When the highlighting system does not re-tokenize the text, it doesn’t know where any other words are in the text except the matched terms it looked up in the index. Therefore when the fragmenter adds surrounding context, it just adds or a certain number of characters blindly, and so doesn’t distinguish between content and whitespace, or break on word boundaries, for example:

>>> hit.highlights("content")
're when the <b>fragmenter</b>\n       ad'

(This can be embarassing when the word fragments form dirty words!)

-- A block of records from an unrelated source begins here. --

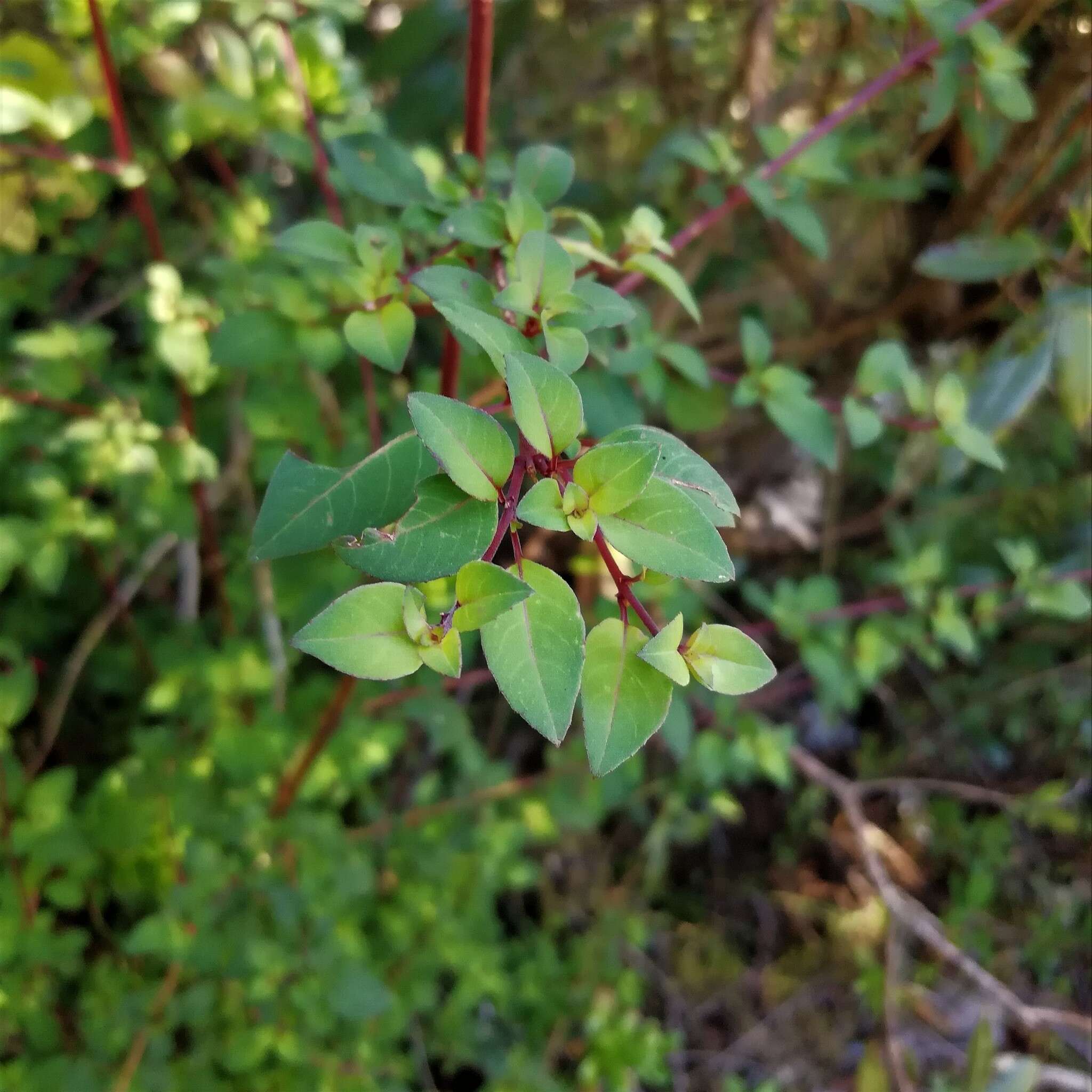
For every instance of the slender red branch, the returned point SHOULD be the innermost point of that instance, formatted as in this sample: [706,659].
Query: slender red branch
[333,209]
[738,195]
[123,148]
[511,496]
[626,597]
[58,405]
[322,161]
[222,168]
[887,604]
[368,383]
[449,366]
[57,154]
[146,214]
[479,73]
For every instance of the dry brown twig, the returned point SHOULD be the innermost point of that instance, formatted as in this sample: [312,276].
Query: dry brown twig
[917,919]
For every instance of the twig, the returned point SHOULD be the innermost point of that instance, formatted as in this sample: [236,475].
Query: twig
[160,1003]
[318,152]
[58,405]
[89,641]
[330,721]
[77,160]
[142,206]
[479,71]
[916,918]
[27,902]
[414,817]
[626,597]
[738,196]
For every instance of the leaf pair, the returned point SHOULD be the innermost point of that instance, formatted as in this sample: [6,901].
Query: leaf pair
[382,631]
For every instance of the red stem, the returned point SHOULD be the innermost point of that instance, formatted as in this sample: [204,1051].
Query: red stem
[511,496]
[62,155]
[626,597]
[59,405]
[123,148]
[479,71]
[476,122]
[882,604]
[334,211]
[142,206]
[322,161]
[738,196]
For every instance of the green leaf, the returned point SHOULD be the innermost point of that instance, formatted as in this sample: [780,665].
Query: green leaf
[1009,94]
[863,424]
[485,591]
[806,423]
[307,507]
[677,730]
[381,170]
[605,307]
[446,655]
[383,336]
[662,652]
[412,550]
[19,685]
[614,474]
[667,277]
[884,368]
[318,238]
[545,403]
[687,362]
[454,284]
[362,633]
[545,172]
[414,615]
[566,347]
[472,449]
[941,94]
[664,530]
[973,259]
[536,651]
[949,400]
[756,342]
[980,1057]
[681,467]
[480,223]
[254,341]
[975,445]
[727,661]
[494,335]
[542,506]
[1074,338]
[804,224]
[543,266]
[624,700]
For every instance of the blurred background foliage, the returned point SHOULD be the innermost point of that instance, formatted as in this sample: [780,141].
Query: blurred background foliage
[448,904]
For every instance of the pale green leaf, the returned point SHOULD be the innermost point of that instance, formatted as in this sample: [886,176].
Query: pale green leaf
[614,474]
[536,651]
[662,652]
[484,591]
[667,531]
[362,633]
[547,403]
[472,449]
[727,661]
[411,551]
[307,507]
[383,336]
[624,700]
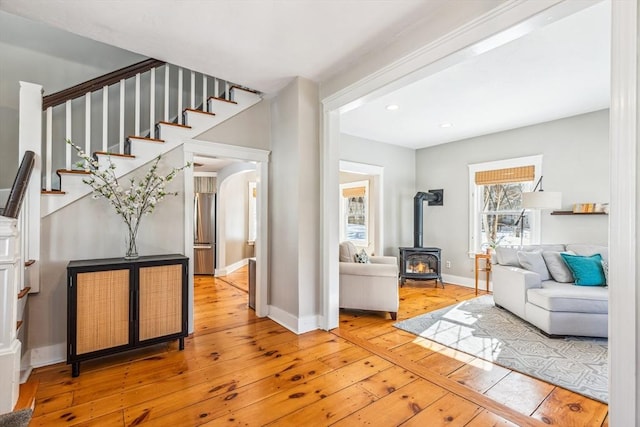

One way to avoid this is to not show any surrounding context, but then fragments containing one matched term will contain ONLY that matched term:

>>> hit.highlights("content")
'<b>fragmenter</b>'

Alternatively, you can normalize whitespace in the text before passing it to the highlighting system:

>>> text = searcher.stored_
>>> re.sub("[\t\r\n ]+", " ", text)
>>> hit.highlights("content", text=text)

…and use the autotrim option of PinpointFragmenter to automatically strip text before the first space and after the last space in the fragments:

>>> results.fragmenter = highlight.PinpointFragmenter(autotrim=True)
>>> hit.highlights("content")
'when the <b>fragmenter</b>'

Using the low-level API

Usage

The following function lets you retokenize and highlight a piece of text using an analyzer:

from whoosh.highlight import highlight

excerpts = highlight(text, terms, analyzer, fragmenter, formatter, top=3,
                     scorer=BasicFragmentScorer, minscore=1, order=FIRST)
text
The original text of the document.
terms
A sequence or set containing the query words to match, e.g. (“render”, “shader”).
analyzer
The analyzer to use to break the document text into tokens for matching against the query terms. This is usually the analyzer for the field the query terms are in.
fragmenter
A whoosh.highlight.Fragmenter object, see below.
formatter
A whoosh.highlight.Formatter object, see below.
top
The number of fragments to include in the output.
scorer
A whoosh.highlight.FragmentScorer object. The only scorer currently included with Whoosh is BasicFragmentScorer, the default.
minscore
The minimum score a fragment must have to be considered for inclusion.
order
An ordering function that determines the order of the “top” fragments in the output text.